The whole Kiama Headland is made of volcanic rock called latite. A volcanic extrusion, known as a dyke, cuts through the latite. This dyke is made up of softer rock called basalt. Over a very long period of time the basalt erode creating a tunnel inside the harder latite. Eventually a part of the headland collapsed and created the blowhole.
With large waves entering the blowhole, air compress in the cavity. When the water leaves, it is forced upward by this compressed air. The escaping air makes a loud sound and combined with the water spout it make a pretty spectacular sight. It performs at its best when the sea runs from the south east.
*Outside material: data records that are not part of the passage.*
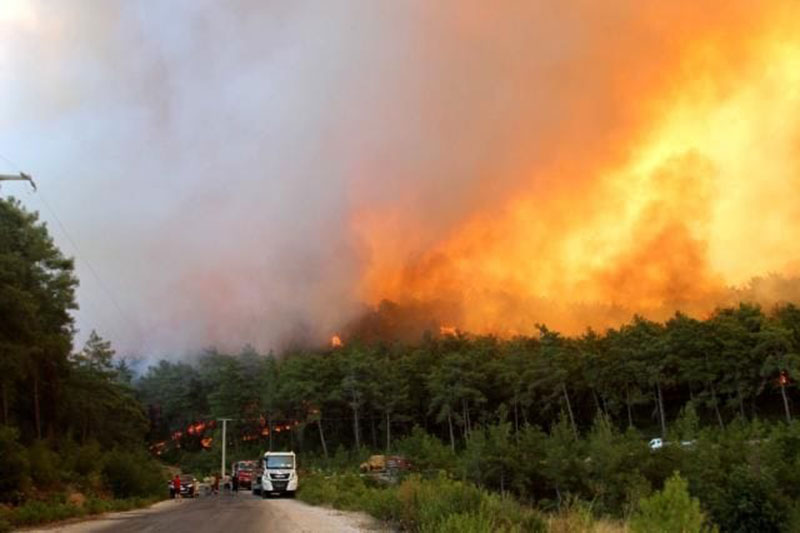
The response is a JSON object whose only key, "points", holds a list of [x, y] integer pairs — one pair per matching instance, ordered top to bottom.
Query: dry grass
{"points": [[579, 519]]}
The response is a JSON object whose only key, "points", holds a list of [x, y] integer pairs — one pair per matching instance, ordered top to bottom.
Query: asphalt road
{"points": [[243, 513]]}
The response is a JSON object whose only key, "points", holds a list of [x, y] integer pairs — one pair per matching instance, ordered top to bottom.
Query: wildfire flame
{"points": [[670, 176]]}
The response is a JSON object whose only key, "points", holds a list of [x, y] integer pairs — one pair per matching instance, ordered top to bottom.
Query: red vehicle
{"points": [[244, 470]]}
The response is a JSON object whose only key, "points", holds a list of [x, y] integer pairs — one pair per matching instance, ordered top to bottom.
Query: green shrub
{"points": [[426, 452], [88, 459], [45, 467], [130, 474], [748, 502], [671, 510], [461, 523]]}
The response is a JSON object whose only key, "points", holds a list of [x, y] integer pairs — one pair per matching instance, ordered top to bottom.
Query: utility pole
{"points": [[18, 177], [224, 428]]}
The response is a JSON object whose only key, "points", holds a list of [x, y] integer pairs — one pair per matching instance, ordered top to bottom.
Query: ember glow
{"points": [[670, 175], [336, 342]]}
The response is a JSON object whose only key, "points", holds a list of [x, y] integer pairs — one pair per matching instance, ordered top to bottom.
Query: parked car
{"points": [[244, 471], [278, 474], [188, 486]]}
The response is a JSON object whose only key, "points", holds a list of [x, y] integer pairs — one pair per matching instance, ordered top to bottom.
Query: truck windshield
{"points": [[279, 461]]}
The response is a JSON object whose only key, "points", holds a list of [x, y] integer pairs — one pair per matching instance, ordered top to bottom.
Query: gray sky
{"points": [[190, 150], [206, 157], [250, 171]]}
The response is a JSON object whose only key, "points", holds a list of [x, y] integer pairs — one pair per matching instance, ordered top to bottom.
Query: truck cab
{"points": [[278, 476]]}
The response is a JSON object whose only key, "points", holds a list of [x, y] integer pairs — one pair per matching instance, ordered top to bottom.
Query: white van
{"points": [[279, 475]]}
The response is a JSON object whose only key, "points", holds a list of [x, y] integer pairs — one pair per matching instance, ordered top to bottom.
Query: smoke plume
{"points": [[261, 171]]}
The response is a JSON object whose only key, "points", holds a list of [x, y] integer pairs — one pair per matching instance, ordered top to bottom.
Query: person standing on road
{"points": [[176, 486]]}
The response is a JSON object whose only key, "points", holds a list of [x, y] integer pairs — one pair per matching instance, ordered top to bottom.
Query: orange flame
{"points": [[670, 177], [336, 342]]}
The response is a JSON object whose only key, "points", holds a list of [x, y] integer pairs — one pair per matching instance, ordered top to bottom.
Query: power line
{"points": [[78, 254]]}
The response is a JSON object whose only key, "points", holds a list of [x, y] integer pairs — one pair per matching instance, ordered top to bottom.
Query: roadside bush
{"points": [[426, 452], [88, 459], [44, 465], [13, 466], [130, 474], [748, 502], [417, 504], [671, 510], [461, 523]]}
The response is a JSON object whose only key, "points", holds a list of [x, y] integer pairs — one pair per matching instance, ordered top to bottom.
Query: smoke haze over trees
{"points": [[257, 172]]}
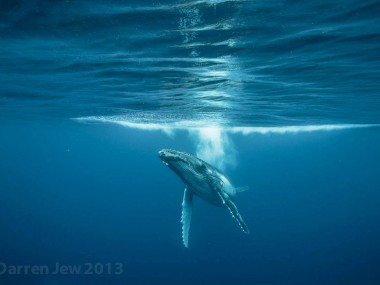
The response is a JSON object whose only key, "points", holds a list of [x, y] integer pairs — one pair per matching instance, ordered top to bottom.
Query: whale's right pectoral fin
{"points": [[187, 210], [233, 210]]}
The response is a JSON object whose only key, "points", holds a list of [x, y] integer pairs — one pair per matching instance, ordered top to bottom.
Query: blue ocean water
{"points": [[283, 96]]}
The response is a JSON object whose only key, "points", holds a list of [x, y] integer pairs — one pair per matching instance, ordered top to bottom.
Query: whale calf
{"points": [[203, 180]]}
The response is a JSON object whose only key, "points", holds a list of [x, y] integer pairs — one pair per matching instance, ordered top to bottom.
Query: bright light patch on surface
{"points": [[212, 141]]}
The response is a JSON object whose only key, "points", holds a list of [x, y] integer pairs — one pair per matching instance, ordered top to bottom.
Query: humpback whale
{"points": [[203, 180]]}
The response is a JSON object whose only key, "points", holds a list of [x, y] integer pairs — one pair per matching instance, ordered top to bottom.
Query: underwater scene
{"points": [[189, 142]]}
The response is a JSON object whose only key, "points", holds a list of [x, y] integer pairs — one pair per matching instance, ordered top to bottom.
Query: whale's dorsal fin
{"points": [[187, 210]]}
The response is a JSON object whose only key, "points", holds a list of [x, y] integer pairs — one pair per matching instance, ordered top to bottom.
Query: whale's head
{"points": [[182, 163]]}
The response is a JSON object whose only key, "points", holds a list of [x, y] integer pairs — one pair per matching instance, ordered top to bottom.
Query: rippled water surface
{"points": [[246, 63]]}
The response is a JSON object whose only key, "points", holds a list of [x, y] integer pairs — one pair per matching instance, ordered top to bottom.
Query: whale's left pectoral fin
{"points": [[187, 210], [234, 211]]}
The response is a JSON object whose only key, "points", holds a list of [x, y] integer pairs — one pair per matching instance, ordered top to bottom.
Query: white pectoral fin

The main Blowhole was discovered by George Bass in 1797. More accurately George should be called the first European to discover this as local Aborigines had referred to it as Khanterintee for generations. A smaller blowhole is located a few minutes south of the main one. But while still at the main Blowhole, do treat yourself and wander down to the gorgeous Kiama Rock Pool for a swim.
Located 3km north of Kiama at the southern end of Jones Beach you’ll encounter a distinctive rock formation known as Cathedral Rocks. Sightseers and photographers have been lured to these rocks since 1890. While exploring a bit further inland we came across another of the special features of Kiama: dry stone walls. Historians say that Kiama’s first dry stone walls were built during the 1830’s and 1840’s by convicts. Unfortunately only negligible traces of these remain.
Luckily the work of skilled labourers like Thomas Newing are still found and protected now as heritage items. Newing arrived in the district in 1875 and was shown how to build a wall by a local settler. He began building walls that very year using the double-dyke method. Stone walls were built extensively until wire became cheaply available for fencing in 1880.